Contractor Liability for Design: Really?
Last month this column provided a preview for the 2019 Texas Legislative session. One item highlighted in that issue was the proposed legislation to reallocate responsibility for design defects. Because this issue arises frequently and is not certain to make it through the legislature this session, this column will discuss contractor liability for design in more detail to provide contractors an understanding of the issue and provide tools and tips to address this concern.
For more than a century, Texas law has held that a contractor warrants the adequacy of design as to the owner of a project. That does not mean that the contactor is liable for all design deficiencies, errors, or omissions. If a designer commits such an error, and violates an applicable standard of care, then the designer may become liable to the owner for damages that arise from the error. But, where a design is implemented and fails, absent contractual language to the contrary, the contractor may be liable to the owner to repair or replace the failed portion of the project under the LonerganDoctrine. In essence, the owner may be able to look to both the contractor and the designer to recover for design defects.
This area of law began in 1907 with the Lonergancase. That case involved a contractor hired to construct a building based on plans provided by the owner. After the building collapsed, the owner sought to hold the contractor liable for the reconstruction. The contractor claimed that the owner should warrant the plans for adequacy. The Supreme Court disagreed. As a result, unless there is contractual language otherwise, contractors may be liable to the owner for defects even if those defects arose from the design itself.
One hundred years later, that rule of law still exists in Texas. With modern construction contracts frequently containing language allowing owners to reject defective work and back-charge or force correction by the contractor without limitation, the Lonergan Doctrine puts contractors in a difficult position. Even where the defect may have arisen from a design condition, the contractor may be compelled to correct the deficiency at its cost or risk termination.
Once correction has been made and the contractor has suffered a loss, it must bring a claim for extra work based on the position that the design correction is outside the original scope of work. That claim must be brought against the owner even if the designer is ultimately responsible for the cost. Contractors in Texas cannot sue a designer who contracted with an owner. The Supreme Court, in a case called Eby, eliminated the ability of a contractor to sue a designer.
Because of the Lonerganand Ebycases, contractors that negotiate work can try to include contractual language that absolves the contractor from liability for defects arising out of design. However, most public work is not subject to extensive negotiation and many public works contracts do not contain that language. On a project where the contractor is compelled to correct design-caused defects, the contractor must reserve its rights before performing the work and then bring a claim once completed.

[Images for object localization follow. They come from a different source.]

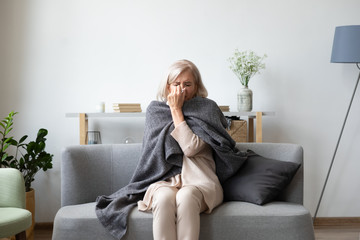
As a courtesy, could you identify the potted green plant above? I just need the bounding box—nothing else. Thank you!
[1,111,53,190]
[228,49,267,111]
[0,111,53,240]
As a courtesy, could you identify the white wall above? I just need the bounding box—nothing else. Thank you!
[1,0,360,222]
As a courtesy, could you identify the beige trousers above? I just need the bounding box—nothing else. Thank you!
[152,185,207,240]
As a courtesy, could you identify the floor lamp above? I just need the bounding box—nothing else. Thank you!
[314,25,360,221]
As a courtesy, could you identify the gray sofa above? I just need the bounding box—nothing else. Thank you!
[52,143,315,240]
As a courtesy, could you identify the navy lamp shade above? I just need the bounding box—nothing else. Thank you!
[331,25,360,63]
[314,25,360,222]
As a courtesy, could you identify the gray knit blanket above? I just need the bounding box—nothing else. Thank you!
[95,97,248,239]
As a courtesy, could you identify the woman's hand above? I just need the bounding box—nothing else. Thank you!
[167,85,186,110]
[167,85,185,127]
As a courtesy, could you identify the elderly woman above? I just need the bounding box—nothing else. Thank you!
[96,60,247,240]
[138,60,223,240]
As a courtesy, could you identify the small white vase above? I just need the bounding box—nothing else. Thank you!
[237,86,253,112]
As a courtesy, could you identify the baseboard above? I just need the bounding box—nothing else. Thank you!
[34,222,53,230]
[313,217,360,227]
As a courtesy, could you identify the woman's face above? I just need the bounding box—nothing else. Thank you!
[167,70,198,101]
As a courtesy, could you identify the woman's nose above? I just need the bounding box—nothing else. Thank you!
[180,83,187,90]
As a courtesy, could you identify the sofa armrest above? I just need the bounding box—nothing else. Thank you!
[236,143,304,204]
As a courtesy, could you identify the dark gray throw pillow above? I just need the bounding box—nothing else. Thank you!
[223,150,301,205]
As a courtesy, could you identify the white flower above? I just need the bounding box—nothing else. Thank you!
[228,49,267,87]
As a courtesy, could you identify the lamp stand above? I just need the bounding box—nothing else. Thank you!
[314,65,360,222]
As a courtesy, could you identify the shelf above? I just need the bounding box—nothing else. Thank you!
[66,112,146,118]
[66,111,274,118]
[66,111,275,145]
[223,111,275,117]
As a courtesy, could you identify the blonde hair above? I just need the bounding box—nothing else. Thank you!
[157,59,208,101]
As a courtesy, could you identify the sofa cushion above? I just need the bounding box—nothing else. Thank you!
[52,201,314,240]
[223,150,300,205]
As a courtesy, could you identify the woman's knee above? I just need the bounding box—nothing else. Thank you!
[176,186,203,211]
[152,187,177,211]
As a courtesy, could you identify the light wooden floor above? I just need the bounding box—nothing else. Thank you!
[30,226,360,240]
[315,226,360,240]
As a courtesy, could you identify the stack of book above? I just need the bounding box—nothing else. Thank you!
[113,103,142,112]
[219,105,230,112]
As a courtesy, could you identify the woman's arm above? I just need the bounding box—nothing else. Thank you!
[167,85,208,157]
[171,121,208,157]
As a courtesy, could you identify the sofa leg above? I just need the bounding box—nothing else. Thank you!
[15,231,27,240]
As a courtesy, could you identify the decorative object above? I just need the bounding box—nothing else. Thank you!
[95,102,105,113]
[124,137,134,144]
[225,117,247,142]
[228,49,267,111]
[223,150,300,205]
[9,130,53,192]
[218,105,230,112]
[112,103,142,112]
[237,86,253,111]
[314,25,360,221]
[86,131,102,144]
[0,112,53,191]
[0,111,53,240]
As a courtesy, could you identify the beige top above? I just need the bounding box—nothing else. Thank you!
[138,121,223,213]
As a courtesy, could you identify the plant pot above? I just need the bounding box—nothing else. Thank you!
[26,188,35,240]
[237,86,253,112]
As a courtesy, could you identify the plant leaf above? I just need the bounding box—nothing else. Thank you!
[3,143,11,151]
[27,142,36,152]
[37,142,46,153]
[4,137,13,143]
[19,135,28,144]
[36,129,48,142]
[5,127,13,135]
[1,153,8,161]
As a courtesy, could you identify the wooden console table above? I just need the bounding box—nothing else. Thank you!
[66,111,275,145]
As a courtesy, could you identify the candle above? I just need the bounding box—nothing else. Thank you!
[95,102,105,113]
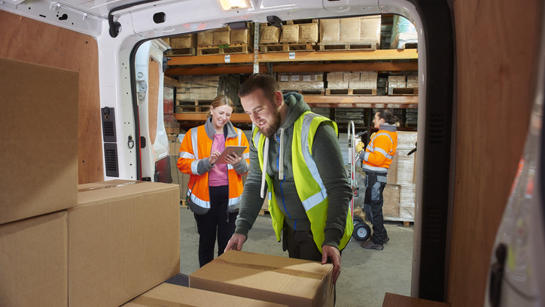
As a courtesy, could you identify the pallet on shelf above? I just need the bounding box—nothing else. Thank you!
[281,89,325,95]
[196,43,250,56]
[318,42,377,51]
[389,87,419,95]
[325,88,377,95]
[167,48,196,56]
[259,42,314,53]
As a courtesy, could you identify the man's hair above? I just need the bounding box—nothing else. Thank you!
[238,74,279,103]
[376,109,398,125]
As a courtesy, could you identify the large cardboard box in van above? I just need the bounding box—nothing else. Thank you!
[190,251,334,307]
[69,180,180,307]
[124,283,286,307]
[0,211,68,307]
[0,58,77,224]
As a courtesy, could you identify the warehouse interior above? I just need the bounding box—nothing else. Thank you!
[1,0,543,306]
[159,14,420,307]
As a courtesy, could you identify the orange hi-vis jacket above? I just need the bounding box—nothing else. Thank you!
[361,124,398,173]
[177,119,250,210]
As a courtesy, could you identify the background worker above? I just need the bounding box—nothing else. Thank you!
[225,74,353,284]
[359,110,398,251]
[178,96,250,267]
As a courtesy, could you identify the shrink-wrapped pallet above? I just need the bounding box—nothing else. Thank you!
[260,25,280,44]
[280,24,299,43]
[299,23,318,43]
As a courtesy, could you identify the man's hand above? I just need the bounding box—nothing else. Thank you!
[322,245,341,284]
[224,233,247,252]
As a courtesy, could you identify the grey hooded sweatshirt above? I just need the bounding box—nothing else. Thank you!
[235,93,352,248]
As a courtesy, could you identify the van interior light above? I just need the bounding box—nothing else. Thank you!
[219,0,251,10]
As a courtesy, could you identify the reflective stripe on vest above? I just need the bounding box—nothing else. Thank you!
[187,189,210,208]
[179,151,195,159]
[369,132,394,155]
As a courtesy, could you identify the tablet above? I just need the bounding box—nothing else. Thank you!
[216,146,247,164]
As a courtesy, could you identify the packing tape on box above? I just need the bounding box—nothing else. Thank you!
[214,258,327,280]
[78,181,143,192]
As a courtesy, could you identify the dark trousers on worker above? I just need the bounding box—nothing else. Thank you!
[194,185,237,267]
[363,171,389,244]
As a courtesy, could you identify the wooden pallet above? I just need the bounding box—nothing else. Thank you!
[196,44,249,55]
[285,19,319,25]
[167,47,196,56]
[319,42,377,51]
[325,88,377,96]
[281,89,325,95]
[259,43,315,53]
[388,87,419,95]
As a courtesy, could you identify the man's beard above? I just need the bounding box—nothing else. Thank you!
[259,110,282,137]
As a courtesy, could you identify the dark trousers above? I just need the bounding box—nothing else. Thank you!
[194,185,237,267]
[363,171,389,244]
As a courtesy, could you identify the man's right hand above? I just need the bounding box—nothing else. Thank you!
[224,233,247,252]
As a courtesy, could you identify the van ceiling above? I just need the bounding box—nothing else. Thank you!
[57,0,174,18]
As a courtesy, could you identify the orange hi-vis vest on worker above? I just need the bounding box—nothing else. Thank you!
[362,124,398,173]
[177,120,250,210]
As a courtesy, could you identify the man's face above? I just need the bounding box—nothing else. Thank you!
[241,89,282,137]
[373,112,384,129]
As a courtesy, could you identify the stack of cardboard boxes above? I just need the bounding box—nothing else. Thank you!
[0,58,183,306]
[2,58,334,306]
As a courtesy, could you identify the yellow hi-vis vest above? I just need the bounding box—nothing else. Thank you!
[252,111,354,253]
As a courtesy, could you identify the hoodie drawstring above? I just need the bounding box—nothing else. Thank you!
[260,137,269,199]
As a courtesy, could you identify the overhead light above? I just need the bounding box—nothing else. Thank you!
[219,0,251,10]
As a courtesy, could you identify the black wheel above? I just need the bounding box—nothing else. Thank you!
[353,222,371,241]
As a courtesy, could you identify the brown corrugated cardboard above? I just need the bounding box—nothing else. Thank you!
[280,24,299,43]
[69,181,180,307]
[383,184,401,217]
[170,34,195,49]
[197,31,214,46]
[231,28,250,44]
[260,25,280,44]
[0,211,67,307]
[124,283,286,307]
[0,58,77,224]
[190,250,334,307]
[320,19,340,43]
[213,28,230,45]
[299,23,318,43]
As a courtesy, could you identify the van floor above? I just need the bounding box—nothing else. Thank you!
[179,207,413,307]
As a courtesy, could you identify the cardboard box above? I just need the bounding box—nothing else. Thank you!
[383,184,401,217]
[326,72,348,89]
[231,28,250,44]
[124,283,286,307]
[260,25,280,44]
[360,15,381,46]
[340,17,361,42]
[190,250,334,307]
[213,28,231,45]
[0,211,67,307]
[299,23,318,43]
[69,181,180,307]
[280,24,299,43]
[170,34,195,49]
[0,58,77,225]
[320,19,340,43]
[407,74,418,88]
[197,30,214,46]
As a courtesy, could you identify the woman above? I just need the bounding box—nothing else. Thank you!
[177,96,250,267]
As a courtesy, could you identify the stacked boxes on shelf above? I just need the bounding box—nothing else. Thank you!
[1,58,181,306]
[319,15,381,50]
[197,25,251,55]
[326,71,378,94]
[388,74,418,95]
[277,72,324,93]
[260,20,318,52]
[175,75,220,112]
[169,33,196,56]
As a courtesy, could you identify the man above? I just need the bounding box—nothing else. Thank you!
[225,74,353,283]
[359,110,398,250]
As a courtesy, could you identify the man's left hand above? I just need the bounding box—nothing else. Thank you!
[322,245,341,284]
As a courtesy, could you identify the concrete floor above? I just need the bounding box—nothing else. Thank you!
[179,207,413,307]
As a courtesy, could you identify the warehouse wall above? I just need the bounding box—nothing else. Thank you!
[448,0,543,306]
[0,11,103,184]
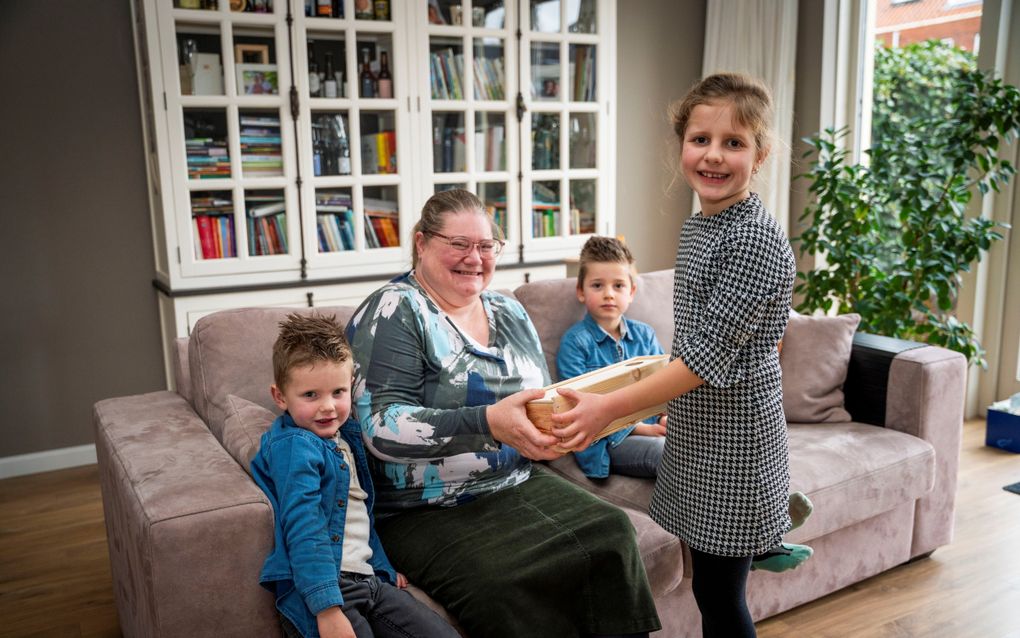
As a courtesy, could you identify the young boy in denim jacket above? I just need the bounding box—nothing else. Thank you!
[251,313,459,638]
[557,238,813,572]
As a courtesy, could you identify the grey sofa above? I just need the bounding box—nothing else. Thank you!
[94,269,967,637]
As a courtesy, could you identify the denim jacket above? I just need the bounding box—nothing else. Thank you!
[556,313,664,478]
[251,412,397,638]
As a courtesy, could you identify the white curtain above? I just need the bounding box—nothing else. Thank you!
[701,0,799,234]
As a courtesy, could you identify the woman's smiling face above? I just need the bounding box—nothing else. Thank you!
[414,210,497,305]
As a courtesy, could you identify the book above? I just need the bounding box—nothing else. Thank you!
[525,355,669,442]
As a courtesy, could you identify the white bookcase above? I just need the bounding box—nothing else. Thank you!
[132,0,615,382]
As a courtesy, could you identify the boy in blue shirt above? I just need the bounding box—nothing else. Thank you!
[557,237,813,572]
[557,236,667,479]
[251,313,459,638]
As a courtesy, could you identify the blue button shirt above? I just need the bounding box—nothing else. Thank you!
[556,313,665,478]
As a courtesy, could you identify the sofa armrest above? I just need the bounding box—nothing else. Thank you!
[884,345,967,558]
[844,334,966,558]
[94,391,278,638]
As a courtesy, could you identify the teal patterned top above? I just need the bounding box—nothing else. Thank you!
[346,272,551,513]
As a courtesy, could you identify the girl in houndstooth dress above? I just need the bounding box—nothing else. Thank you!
[552,73,797,638]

Consider the following example. An owner hires a contractor to construct a retaining wall associated with a civil project. The designer specifies a certain ratio of steel to concrete in compliance with applicable codes. The designer also specifies certain drainage elements to be constructed in order to ensure structural integrity of the wall. The contractor builds the wall per plan but it begins to exhibit distress that concerns the owner. The owner then demands the contractor correct or rebuild the wall. The contractor, believing it has constructed the wall as designed hires a consultant to evaluate the structural integrity of the wall. That consultant determine the drainage was inadequate and recommends changes to the wall. The design engineer disputes the findings and alleges improper concrete placement and curing. The owner directs the contractor to repair the wall and implement certain additional and extra measures to add support to the structure. In this situation, the contractor is forced to pay for this extra work because the owner uses the Lonergan Doctrine to reject a request for extra payment.
From the contractor’s perspective, any statute that addresses this scenario to the contractor’s benefit must contain language that obliges the owner to pay the contractor for work performed to correct design deficiencies. However, groups that represent owners’ interests at the legislature will likely opposed that type of provision with vigor. If the legislature passes a law that absolves the contractor of the obligation to pay for correction to design errors, without compelling a funding source, disputes like the one above may result in increased delays, added costs, and potentially more litigation for all parties to the process because of the stalemate that may arise when contractors, owners, and designers point their fingers at the other parties on a project.
If, on the other hand, proposed legislation merely changes the implied warranty for the adequacy of design from the contractor to the owner, claims may still arise but contractors would be able to rely on the statute to refuse to perform additional work. Under any scenario, however, it is not hard to imagine situations like the one described above as creating significant and difficult issues for certain projects.
While recognizing the limitations public works contractors face in negotiating terms to contracts, this conundrum can be relieved with good contract language. By way of example, language that would address this situation to a contractor’s benefit might resemble the following:
“The Owner, having retained a competent design professional to design the Work of this Contract, warrants to the Contractor the adequacy of the design for its intended purpose. Should the design prove improper, or should Contractor incur additional costs to construct the Work due to inadequate or erroneous design, the Contractor shall be entitled to an adjustment in the Contract Sum and Contract Time.”